ENQUADRAMENTO: O Acordo de Paris, decidido por consenso internacional em 2015, é um documento voluntário, mas vinculativo, no qual cada país é convidado a estabelecer o seu próprio objetivo nacional para reduzir as emissões de gases com efeito de estufa e decidir quanto dinheiro irá contribuir para os países que serão mais afetados pelas alterações climáticas.
Dado que o dióxido de carbono permanece na atmosfera durante mais de um século, os Estados Unidos emitiram mais deste gás causador de aquecimento do que qualquer outra nação, apesar de a China ser atualmente o maior poluidor de carbono do mundo.
Desde 1850, os Estados Unidos contribuíram com 24% do dióxido de carbono que se encontra no ar, causado pelo homem, de acordo com os dados do Global Carbon Project. Todo o continente africano, com uma população quatro vezes superior à dos EUA, é responsável por cerca de 3%.
Sobre o carvão ser apelidado de limpo
O QUE TRUMP DISSE: "Tenho uma pequena ordem permanente na Casa Branca. Nunca usar a palavra 'carvão'. Utilizar apenas as palavras 'carvão limpo e bonito'. Soa muito melhor, não é verdade?"
ENQUADRAMENTO: O carvão mata milhões de pessoas por ano. "O presidente pode fingir que o carvão é algo limpo, mas pessoas reais - mães, pais, filhos e filhas - irão morrer devido a essa mentira", referiu o cientista climático Rob Jackson, da Universidade de Stanford.
Trump também chamou à pegada de carbono "um embuste inventado por pessoas com más intenções", uma afirmação com a qual o climatologista Andrew Dessler, da Universidade A&M do Texas, concordou. Segundo Dessler, o termo foi criado pelas empresas petrolíferas e pode ter sido concebido para transferir a responsabilidade pelo combate às alterações climáticas das empresas para os indivíduos.
A ciência das alterações climáticas teve início há 169 anos, quando Eunice Foote fez experiências simples com frascos e luz solar, mostrando que o dióxido de carbono retinha mais calor do que a atmosfera normal. É uma experiência que pode ser repetida em casa e que tem sido feita em laboratórios centenas de vezes e em estufas em todo o mundo todos os dias. Trata-se de física e química básicas com uma longa história.

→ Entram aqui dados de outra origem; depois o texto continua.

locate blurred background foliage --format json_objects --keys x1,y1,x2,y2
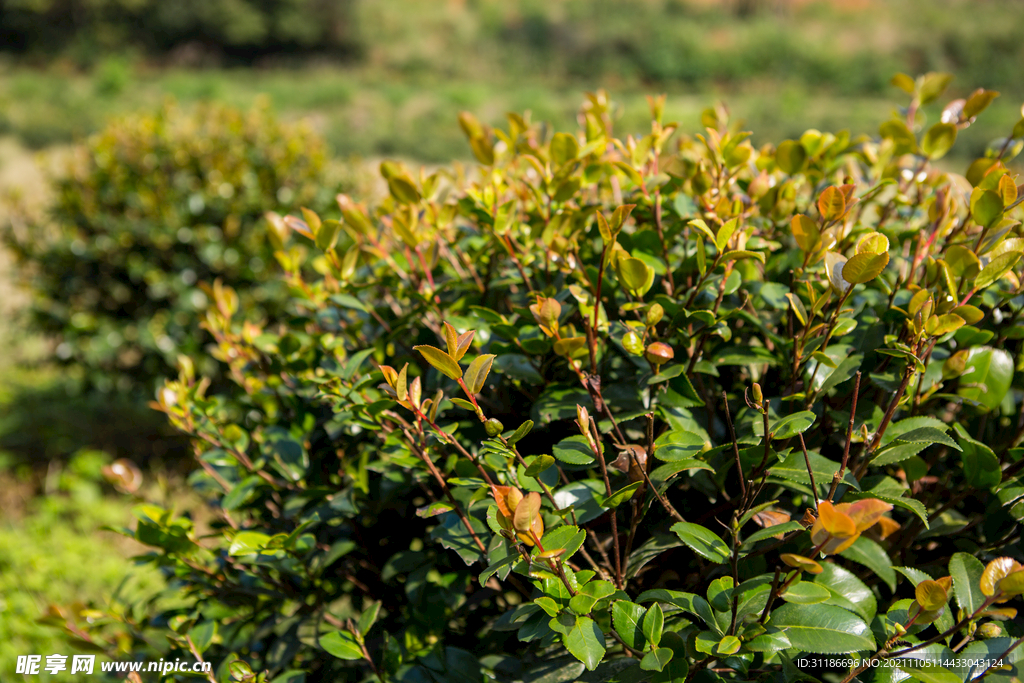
[
  {"x1": 0, "y1": 0, "x2": 1023, "y2": 677},
  {"x1": 1, "y1": 0, "x2": 1023, "y2": 160}
]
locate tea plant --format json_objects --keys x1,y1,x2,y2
[
  {"x1": 3, "y1": 99, "x2": 334, "y2": 393},
  {"x1": 71, "y1": 76, "x2": 1024, "y2": 682}
]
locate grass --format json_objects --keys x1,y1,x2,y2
[
  {"x1": 0, "y1": 451, "x2": 167, "y2": 682},
  {"x1": 1, "y1": 65, "x2": 1021, "y2": 167}
]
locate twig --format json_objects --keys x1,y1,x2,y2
[
  {"x1": 723, "y1": 391, "x2": 747, "y2": 500},
  {"x1": 827, "y1": 371, "x2": 860, "y2": 502}
]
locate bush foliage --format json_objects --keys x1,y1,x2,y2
[
  {"x1": 66, "y1": 77, "x2": 1024, "y2": 682},
  {"x1": 4, "y1": 100, "x2": 333, "y2": 393}
]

"É inequívoco que a influência humana aqueceu a atmosfera, o oceano e a terra", afirmou o IPCC, que é composto por centenas de cientistas, com doutoramentos na área.
Em 2018, o próprio governo de Trump afirmou: "Os impactos das alterações climáticas globais já estão a ser sentidos nos Estados Unidos e prevê-se que se intensifiquem no futuro".
Sobre as vacas e o metano
O QUE TRUMP DISSE: Nos "Estados Unidos, ainda temos ambientalistas radicalizados e eles querem que as fábricas parem. Tudo deve parar. Acabaram-se as vacas. Já não queremos vacas".

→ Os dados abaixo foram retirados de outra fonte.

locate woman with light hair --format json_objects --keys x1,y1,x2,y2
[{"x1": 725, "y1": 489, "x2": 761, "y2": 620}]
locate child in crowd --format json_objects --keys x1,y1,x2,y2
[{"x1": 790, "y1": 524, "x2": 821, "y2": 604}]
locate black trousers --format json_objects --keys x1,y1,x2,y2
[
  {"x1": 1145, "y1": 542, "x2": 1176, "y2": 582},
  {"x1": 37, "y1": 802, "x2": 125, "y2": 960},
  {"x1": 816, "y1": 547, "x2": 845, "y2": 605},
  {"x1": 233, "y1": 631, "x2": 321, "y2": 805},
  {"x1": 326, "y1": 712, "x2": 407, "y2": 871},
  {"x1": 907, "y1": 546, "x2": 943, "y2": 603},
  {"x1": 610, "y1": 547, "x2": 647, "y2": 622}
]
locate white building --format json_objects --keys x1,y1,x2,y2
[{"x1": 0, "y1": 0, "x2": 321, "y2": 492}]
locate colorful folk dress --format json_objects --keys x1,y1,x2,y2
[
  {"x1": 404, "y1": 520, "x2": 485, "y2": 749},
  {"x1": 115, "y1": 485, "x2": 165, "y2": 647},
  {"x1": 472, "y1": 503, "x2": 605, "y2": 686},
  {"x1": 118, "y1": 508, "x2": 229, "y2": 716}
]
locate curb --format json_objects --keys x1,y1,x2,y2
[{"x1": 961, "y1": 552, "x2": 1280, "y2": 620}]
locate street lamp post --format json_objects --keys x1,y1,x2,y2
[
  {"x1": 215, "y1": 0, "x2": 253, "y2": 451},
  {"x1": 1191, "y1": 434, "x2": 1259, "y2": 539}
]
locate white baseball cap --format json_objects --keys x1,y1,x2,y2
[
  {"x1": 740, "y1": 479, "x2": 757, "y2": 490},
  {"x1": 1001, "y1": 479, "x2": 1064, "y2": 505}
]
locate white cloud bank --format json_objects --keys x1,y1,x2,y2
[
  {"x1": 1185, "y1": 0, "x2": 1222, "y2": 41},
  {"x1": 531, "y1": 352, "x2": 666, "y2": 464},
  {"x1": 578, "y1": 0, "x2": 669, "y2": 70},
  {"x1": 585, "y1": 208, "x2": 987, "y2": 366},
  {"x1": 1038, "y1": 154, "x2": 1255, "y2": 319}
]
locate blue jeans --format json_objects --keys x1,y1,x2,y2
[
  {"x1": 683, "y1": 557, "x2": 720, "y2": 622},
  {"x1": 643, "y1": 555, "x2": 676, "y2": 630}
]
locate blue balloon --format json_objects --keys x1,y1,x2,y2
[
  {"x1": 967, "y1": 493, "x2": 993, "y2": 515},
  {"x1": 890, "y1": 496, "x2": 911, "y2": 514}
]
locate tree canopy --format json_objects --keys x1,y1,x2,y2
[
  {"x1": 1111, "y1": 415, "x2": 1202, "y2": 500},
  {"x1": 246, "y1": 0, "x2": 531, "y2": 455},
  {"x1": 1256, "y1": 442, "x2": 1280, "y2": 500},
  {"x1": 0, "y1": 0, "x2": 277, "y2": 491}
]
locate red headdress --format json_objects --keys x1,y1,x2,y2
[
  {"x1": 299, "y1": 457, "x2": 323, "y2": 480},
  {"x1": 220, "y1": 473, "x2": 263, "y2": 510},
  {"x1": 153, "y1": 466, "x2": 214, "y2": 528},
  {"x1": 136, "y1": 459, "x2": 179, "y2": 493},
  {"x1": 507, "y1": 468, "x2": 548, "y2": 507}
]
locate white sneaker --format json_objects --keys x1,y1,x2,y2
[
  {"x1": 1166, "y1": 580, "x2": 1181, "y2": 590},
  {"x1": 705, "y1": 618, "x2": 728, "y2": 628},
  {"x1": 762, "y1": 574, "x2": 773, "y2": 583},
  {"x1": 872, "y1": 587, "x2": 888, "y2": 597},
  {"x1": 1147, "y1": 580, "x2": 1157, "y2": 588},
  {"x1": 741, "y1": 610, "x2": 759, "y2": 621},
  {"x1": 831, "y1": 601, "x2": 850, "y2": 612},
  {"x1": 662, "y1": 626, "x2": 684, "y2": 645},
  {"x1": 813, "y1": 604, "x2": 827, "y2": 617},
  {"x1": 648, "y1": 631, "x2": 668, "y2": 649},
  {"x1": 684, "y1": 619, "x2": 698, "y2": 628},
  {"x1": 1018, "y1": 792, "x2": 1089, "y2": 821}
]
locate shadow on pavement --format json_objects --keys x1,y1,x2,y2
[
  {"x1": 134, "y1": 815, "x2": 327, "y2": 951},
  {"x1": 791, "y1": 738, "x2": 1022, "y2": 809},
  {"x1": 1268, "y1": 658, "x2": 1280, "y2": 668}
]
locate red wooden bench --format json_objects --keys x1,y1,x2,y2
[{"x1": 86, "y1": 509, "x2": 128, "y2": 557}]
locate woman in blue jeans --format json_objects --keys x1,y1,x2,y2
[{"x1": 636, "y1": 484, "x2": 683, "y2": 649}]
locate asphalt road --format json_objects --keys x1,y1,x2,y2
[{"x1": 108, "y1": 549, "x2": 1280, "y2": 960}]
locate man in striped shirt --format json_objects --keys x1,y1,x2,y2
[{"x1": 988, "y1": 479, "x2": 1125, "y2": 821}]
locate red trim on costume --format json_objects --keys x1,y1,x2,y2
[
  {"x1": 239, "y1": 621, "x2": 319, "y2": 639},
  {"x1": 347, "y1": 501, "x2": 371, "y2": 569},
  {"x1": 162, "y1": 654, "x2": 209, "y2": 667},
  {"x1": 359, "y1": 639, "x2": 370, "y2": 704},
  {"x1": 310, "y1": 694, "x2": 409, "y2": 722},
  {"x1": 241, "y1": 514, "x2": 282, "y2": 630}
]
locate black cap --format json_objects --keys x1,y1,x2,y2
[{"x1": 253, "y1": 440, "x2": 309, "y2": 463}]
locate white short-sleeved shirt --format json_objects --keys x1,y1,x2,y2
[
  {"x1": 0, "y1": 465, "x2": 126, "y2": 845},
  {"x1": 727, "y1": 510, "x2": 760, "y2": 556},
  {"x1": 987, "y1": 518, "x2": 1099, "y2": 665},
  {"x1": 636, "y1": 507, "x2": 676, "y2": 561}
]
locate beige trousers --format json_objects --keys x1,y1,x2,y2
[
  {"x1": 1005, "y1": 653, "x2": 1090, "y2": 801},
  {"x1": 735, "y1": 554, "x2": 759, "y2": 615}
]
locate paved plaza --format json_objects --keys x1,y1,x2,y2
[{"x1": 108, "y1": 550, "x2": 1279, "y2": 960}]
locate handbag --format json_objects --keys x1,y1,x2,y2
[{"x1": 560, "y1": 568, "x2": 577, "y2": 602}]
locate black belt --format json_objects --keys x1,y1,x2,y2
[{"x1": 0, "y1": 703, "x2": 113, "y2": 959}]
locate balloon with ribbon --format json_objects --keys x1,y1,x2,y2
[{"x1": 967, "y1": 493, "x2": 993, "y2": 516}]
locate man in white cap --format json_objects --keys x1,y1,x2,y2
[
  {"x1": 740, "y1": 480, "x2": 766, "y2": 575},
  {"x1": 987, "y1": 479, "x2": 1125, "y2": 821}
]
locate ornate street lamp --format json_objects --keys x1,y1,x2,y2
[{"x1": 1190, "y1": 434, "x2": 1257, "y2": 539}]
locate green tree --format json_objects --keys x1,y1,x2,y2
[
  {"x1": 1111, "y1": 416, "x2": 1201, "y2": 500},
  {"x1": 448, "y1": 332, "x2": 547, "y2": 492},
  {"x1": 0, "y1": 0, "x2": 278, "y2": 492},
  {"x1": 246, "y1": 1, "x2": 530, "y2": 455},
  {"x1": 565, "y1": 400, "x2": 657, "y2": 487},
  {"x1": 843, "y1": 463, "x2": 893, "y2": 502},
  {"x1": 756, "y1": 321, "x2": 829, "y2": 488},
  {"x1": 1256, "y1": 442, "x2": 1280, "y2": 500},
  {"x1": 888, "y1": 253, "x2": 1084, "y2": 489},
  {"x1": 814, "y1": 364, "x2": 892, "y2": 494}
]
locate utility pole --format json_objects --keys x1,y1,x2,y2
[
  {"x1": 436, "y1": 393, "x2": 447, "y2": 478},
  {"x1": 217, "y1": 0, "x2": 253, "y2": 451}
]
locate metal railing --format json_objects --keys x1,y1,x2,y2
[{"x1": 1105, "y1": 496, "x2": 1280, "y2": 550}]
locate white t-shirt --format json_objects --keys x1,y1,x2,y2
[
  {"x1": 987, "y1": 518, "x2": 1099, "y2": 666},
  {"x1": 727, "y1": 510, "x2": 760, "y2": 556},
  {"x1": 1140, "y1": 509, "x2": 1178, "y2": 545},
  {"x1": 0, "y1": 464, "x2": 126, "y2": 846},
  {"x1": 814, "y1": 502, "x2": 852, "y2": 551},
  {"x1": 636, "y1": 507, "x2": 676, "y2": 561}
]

ENQUADRAMENTO: As vacas expelem metano, um poderoso gás com efeito de estufa. Em todo o mundo, o gado é frequentemente criado em terras onde as florestas foram cortadas. Uma vez que as florestas captam dióxido de carbono, cortá-las para criar gado resulta num duplo golpe. Ainda assim, ninguém está a sugerir que as vacas sejam eliminadas, explicou Nusa Urbancic, CEO da Changing Markets Foundation.
"Esta linguagem polarizadora e divisiva deturpa a mensagem ambiental", escreveu Urbancic.

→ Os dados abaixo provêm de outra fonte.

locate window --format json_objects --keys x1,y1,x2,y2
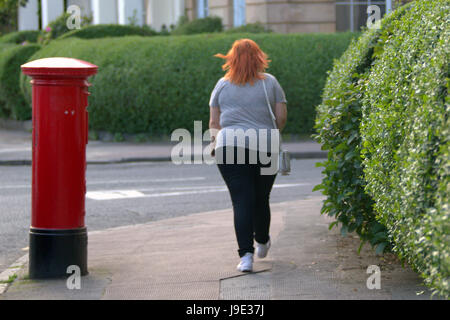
[
  {"x1": 336, "y1": 1, "x2": 393, "y2": 32},
  {"x1": 233, "y1": 0, "x2": 246, "y2": 27},
  {"x1": 197, "y1": 0, "x2": 209, "y2": 18}
]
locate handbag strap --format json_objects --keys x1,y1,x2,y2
[
  {"x1": 262, "y1": 78, "x2": 283, "y2": 150},
  {"x1": 262, "y1": 79, "x2": 278, "y2": 130}
]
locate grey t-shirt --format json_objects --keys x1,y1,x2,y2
[{"x1": 209, "y1": 73, "x2": 287, "y2": 152}]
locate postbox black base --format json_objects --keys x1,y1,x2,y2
[{"x1": 29, "y1": 227, "x2": 88, "y2": 279}]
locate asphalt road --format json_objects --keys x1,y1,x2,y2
[{"x1": 0, "y1": 159, "x2": 324, "y2": 274}]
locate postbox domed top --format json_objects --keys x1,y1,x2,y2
[{"x1": 21, "y1": 57, "x2": 98, "y2": 78}]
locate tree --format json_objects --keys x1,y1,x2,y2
[{"x1": 0, "y1": 0, "x2": 28, "y2": 33}]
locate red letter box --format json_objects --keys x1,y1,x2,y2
[{"x1": 21, "y1": 57, "x2": 98, "y2": 279}]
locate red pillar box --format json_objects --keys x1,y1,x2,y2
[{"x1": 21, "y1": 57, "x2": 98, "y2": 279}]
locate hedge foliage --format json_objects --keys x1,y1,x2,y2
[
  {"x1": 0, "y1": 30, "x2": 40, "y2": 44},
  {"x1": 20, "y1": 32, "x2": 357, "y2": 135},
  {"x1": 361, "y1": 0, "x2": 449, "y2": 297},
  {"x1": 0, "y1": 43, "x2": 41, "y2": 119},
  {"x1": 314, "y1": 3, "x2": 410, "y2": 256},
  {"x1": 59, "y1": 24, "x2": 158, "y2": 40},
  {"x1": 225, "y1": 23, "x2": 272, "y2": 34},
  {"x1": 313, "y1": 29, "x2": 387, "y2": 253},
  {"x1": 315, "y1": 0, "x2": 449, "y2": 297},
  {"x1": 38, "y1": 12, "x2": 92, "y2": 44},
  {"x1": 171, "y1": 16, "x2": 223, "y2": 35},
  {"x1": 46, "y1": 13, "x2": 75, "y2": 39}
]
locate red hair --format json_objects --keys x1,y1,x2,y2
[{"x1": 215, "y1": 39, "x2": 270, "y2": 85}]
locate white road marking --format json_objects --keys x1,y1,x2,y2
[
  {"x1": 0, "y1": 147, "x2": 31, "y2": 153},
  {"x1": 86, "y1": 190, "x2": 146, "y2": 200},
  {"x1": 0, "y1": 184, "x2": 31, "y2": 189},
  {"x1": 86, "y1": 177, "x2": 206, "y2": 185},
  {"x1": 138, "y1": 185, "x2": 226, "y2": 192},
  {"x1": 86, "y1": 183, "x2": 311, "y2": 201}
]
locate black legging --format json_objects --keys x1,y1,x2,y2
[{"x1": 217, "y1": 146, "x2": 277, "y2": 257}]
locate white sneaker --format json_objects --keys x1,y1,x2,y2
[
  {"x1": 237, "y1": 253, "x2": 253, "y2": 272},
  {"x1": 256, "y1": 239, "x2": 271, "y2": 259}
]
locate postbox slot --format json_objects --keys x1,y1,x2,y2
[
  {"x1": 82, "y1": 85, "x2": 91, "y2": 145},
  {"x1": 86, "y1": 111, "x2": 89, "y2": 145}
]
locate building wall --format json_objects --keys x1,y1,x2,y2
[
  {"x1": 91, "y1": 0, "x2": 118, "y2": 24},
  {"x1": 247, "y1": 0, "x2": 335, "y2": 33},
  {"x1": 18, "y1": 0, "x2": 39, "y2": 31},
  {"x1": 209, "y1": 0, "x2": 233, "y2": 29},
  {"x1": 185, "y1": 0, "x2": 335, "y2": 33},
  {"x1": 185, "y1": 0, "x2": 195, "y2": 20},
  {"x1": 147, "y1": 0, "x2": 185, "y2": 31},
  {"x1": 185, "y1": 0, "x2": 233, "y2": 29},
  {"x1": 19, "y1": 0, "x2": 350, "y2": 33}
]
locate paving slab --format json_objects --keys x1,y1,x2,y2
[
  {"x1": 222, "y1": 198, "x2": 436, "y2": 300},
  {"x1": 1, "y1": 204, "x2": 284, "y2": 300},
  {"x1": 1, "y1": 197, "x2": 437, "y2": 300}
]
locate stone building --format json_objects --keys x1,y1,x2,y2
[
  {"x1": 186, "y1": 0, "x2": 395, "y2": 33},
  {"x1": 18, "y1": 0, "x2": 396, "y2": 33}
]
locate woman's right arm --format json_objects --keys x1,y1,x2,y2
[{"x1": 209, "y1": 106, "x2": 221, "y2": 155}]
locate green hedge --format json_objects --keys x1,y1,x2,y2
[
  {"x1": 225, "y1": 23, "x2": 272, "y2": 34},
  {"x1": 361, "y1": 0, "x2": 449, "y2": 297},
  {"x1": 0, "y1": 30, "x2": 40, "y2": 44},
  {"x1": 21, "y1": 32, "x2": 357, "y2": 135},
  {"x1": 0, "y1": 44, "x2": 41, "y2": 119},
  {"x1": 59, "y1": 24, "x2": 158, "y2": 40},
  {"x1": 313, "y1": 29, "x2": 387, "y2": 253},
  {"x1": 38, "y1": 13, "x2": 92, "y2": 44},
  {"x1": 313, "y1": 3, "x2": 410, "y2": 255},
  {"x1": 171, "y1": 16, "x2": 223, "y2": 35},
  {"x1": 46, "y1": 13, "x2": 74, "y2": 39},
  {"x1": 315, "y1": 0, "x2": 449, "y2": 297}
]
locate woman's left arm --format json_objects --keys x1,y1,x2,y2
[{"x1": 275, "y1": 102, "x2": 287, "y2": 131}]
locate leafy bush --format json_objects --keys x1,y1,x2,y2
[
  {"x1": 315, "y1": 0, "x2": 449, "y2": 298},
  {"x1": 0, "y1": 0, "x2": 24, "y2": 33},
  {"x1": 59, "y1": 24, "x2": 158, "y2": 40},
  {"x1": 313, "y1": 29, "x2": 386, "y2": 253},
  {"x1": 313, "y1": 3, "x2": 411, "y2": 255},
  {"x1": 45, "y1": 13, "x2": 73, "y2": 40},
  {"x1": 225, "y1": 23, "x2": 271, "y2": 34},
  {"x1": 0, "y1": 42, "x2": 15, "y2": 51},
  {"x1": 39, "y1": 12, "x2": 91, "y2": 44},
  {"x1": 21, "y1": 32, "x2": 357, "y2": 135},
  {"x1": 360, "y1": 0, "x2": 449, "y2": 297},
  {"x1": 0, "y1": 30, "x2": 40, "y2": 44},
  {"x1": 0, "y1": 43, "x2": 41, "y2": 119},
  {"x1": 171, "y1": 16, "x2": 223, "y2": 35}
]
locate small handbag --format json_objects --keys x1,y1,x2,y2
[{"x1": 262, "y1": 79, "x2": 291, "y2": 176}]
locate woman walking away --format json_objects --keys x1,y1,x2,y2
[{"x1": 209, "y1": 39, "x2": 288, "y2": 272}]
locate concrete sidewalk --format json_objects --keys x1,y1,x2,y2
[
  {"x1": 0, "y1": 197, "x2": 435, "y2": 300},
  {"x1": 0, "y1": 129, "x2": 326, "y2": 165}
]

"O que é verdade, no entanto, é que reduzir as emissões de metano é uma solução rápida para desacelerar o aquecimento global e cumprir as metas climáticas."
Trump também culpou o ar poluído que sopra de longe, o lixo flutuante no oceano proveniente de outros países e os "ambientalistas radicais".
Embora os Estados Unidos tenham, de facto, um ar mais limpo do que em décadas anteriores, a poluição que se infiltra nas comunidades é causada principalmente por projetos locais de energia suja e indústria, e não por outros países. E muitos especialistas afirmam que o maior golpe para a qualidade local do ar e da água são as amplas medidas da administração Trump para reduzir o poder da Agência de Proteção Ambiental dos EUA e outras leis ambientais fundamentais.
"É triste ver o lixo marinho, uma questão de importância global, a ser deturpado de forma tão absoluta", constatou Lucy Woodall, professora associada de conservação e política marinha na Universidade de Exeter.